How Does It Work?
The basic principle of radar is interferometry. Signals are transmitted from an array of transmit antennas and received through an array of receive antennas. The range, velocity, and direction of objects and obstacles can be estimated from the relative phases of the received signals, which have bounced back off them.
As such, radar delivers direct perception-related inputs, using highly deterministic processing techniques to extract depth-related features. This is contrary to camera sensors, which require complex (though well-known and tried) computer-vision (CV) and artificial-intelligence (AI) processing to achieve the same kind of outputs.
The number of effective “virtual” radar channels is the product of the number of transmit (TX) and receive (RX) antennas. For example, a typical radar device used in today’s L2/L2+ vehicles includes 3TX and 4RX antennas, for an overall total of 12 virtual channels. This is enough to support basic L2/L2+ features like automatic emergency braking (AEB) and adaptive cruise control (ACC).
The radar devices we will see in future L2+ and above systems will include 12Tx16R (for an overall 192 channels), and even as much as 48Tx48R (for a staggering 2304 channels). These larger configurations are referred to as HD imaging radar, or 4D radar (being able to extract the four parameters of range, velocity, azimuth, and elevation).
The main benefit of more channels is to increase the radar accuracy, and specifically the angular resolution in both azimuth and elevation. HD radar can achieve angular resolution of below 1 degree for a long-range object, which can be as far as 200 meters away. Azimuth resolution enables object detection (such as pedestrians), while elevation resolution allows a system to distinguish between vehicles and overhanging street furniture. Increased resolution allows us to reduce false positives resulting from wide side-lobes, which is a known issue in common small-scale radar devices.

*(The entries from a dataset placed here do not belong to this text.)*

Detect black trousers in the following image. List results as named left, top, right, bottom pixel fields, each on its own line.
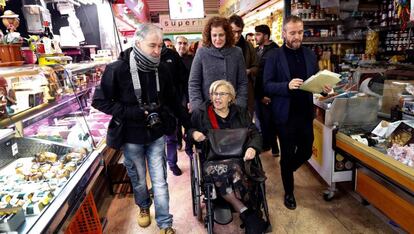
left=276, top=119, right=314, bottom=195
left=255, top=99, right=279, bottom=153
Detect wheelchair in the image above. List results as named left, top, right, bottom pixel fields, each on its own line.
left=190, top=139, right=272, bottom=234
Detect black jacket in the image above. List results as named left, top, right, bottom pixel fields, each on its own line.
left=161, top=47, right=188, bottom=106
left=189, top=101, right=262, bottom=153
left=92, top=47, right=189, bottom=146
left=255, top=41, right=279, bottom=99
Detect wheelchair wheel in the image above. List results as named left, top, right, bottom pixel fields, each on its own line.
left=255, top=156, right=272, bottom=233
left=204, top=182, right=214, bottom=234
left=190, top=154, right=202, bottom=221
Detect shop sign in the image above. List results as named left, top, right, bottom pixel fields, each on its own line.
left=159, top=14, right=216, bottom=33
left=312, top=120, right=324, bottom=165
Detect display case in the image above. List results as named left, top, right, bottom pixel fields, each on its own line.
left=310, top=66, right=414, bottom=232
left=0, top=62, right=111, bottom=233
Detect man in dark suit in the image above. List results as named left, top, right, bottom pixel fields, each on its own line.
left=263, top=15, right=330, bottom=210
left=254, top=24, right=280, bottom=157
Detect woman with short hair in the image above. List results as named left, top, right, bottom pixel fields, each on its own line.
left=189, top=80, right=266, bottom=234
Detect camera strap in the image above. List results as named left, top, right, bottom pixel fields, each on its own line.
left=129, top=53, right=160, bottom=105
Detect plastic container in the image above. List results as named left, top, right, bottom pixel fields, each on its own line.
left=65, top=192, right=102, bottom=234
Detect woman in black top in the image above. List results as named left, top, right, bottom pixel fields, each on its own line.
left=189, top=80, right=266, bottom=234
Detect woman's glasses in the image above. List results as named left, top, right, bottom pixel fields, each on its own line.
left=211, top=92, right=230, bottom=97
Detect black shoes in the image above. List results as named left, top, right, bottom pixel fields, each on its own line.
left=170, top=166, right=182, bottom=176
left=284, top=194, right=296, bottom=210
left=240, top=209, right=267, bottom=234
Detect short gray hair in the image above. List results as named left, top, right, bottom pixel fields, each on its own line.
left=134, top=23, right=163, bottom=44
left=209, top=80, right=236, bottom=103
left=175, top=36, right=188, bottom=42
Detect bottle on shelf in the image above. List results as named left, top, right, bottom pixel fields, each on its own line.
left=43, top=21, right=54, bottom=40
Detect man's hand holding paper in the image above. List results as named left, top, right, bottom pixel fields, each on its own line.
left=299, top=70, right=341, bottom=93
left=289, top=78, right=304, bottom=90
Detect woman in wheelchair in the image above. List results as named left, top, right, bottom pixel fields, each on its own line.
left=189, top=80, right=267, bottom=234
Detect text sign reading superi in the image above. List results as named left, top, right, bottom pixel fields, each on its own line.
left=159, top=14, right=217, bottom=33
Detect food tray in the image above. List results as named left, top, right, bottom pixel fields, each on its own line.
left=0, top=137, right=73, bottom=170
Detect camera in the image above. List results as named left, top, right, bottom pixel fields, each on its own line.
left=144, top=102, right=162, bottom=128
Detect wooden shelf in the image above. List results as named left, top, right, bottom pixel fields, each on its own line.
left=303, top=37, right=364, bottom=44
left=378, top=51, right=406, bottom=56
left=303, top=20, right=343, bottom=26
left=371, top=22, right=413, bottom=31
left=0, top=65, right=41, bottom=78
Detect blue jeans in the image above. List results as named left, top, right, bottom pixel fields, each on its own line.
left=123, top=137, right=173, bottom=229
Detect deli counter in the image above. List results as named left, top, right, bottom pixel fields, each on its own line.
left=0, top=62, right=113, bottom=233
left=310, top=68, right=414, bottom=232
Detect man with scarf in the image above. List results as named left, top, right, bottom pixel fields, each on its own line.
left=92, top=23, right=187, bottom=234
left=229, top=14, right=258, bottom=117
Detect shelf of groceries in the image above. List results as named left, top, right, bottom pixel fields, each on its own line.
left=0, top=61, right=115, bottom=233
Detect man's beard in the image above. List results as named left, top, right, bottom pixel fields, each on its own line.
left=286, top=39, right=302, bottom=49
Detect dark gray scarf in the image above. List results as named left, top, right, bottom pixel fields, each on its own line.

Radar Chipsets—Sensors and Signal Processors
Radar chipsets are usually comprised of two main components: the sensor, or radar transceiver, handling the RF signals from the millimeter-wave (mmWave) antennas down to the baseband signal, and the radar microcontroller (MCU) handling the digital radar signal processing.
The radar transceiver and MCU are typically two different chips, each manufactured in its optimal and cost-effective process node. While the complexity of the radar transceiver is linearly proportional to the number of antennas, or physical RF chains, the complexity of the signal processing performed in the radar MCU is related to the number of virtual channels. Hence, it’s quadratic with the number of antennas (and rises much faster as the system becomes more complex).
Figure 2 shows a typical radar processing chain. The RF front end is implemented in the radar transceiver. After analog-to-digital conversion, the signal is processed in the radar MCU.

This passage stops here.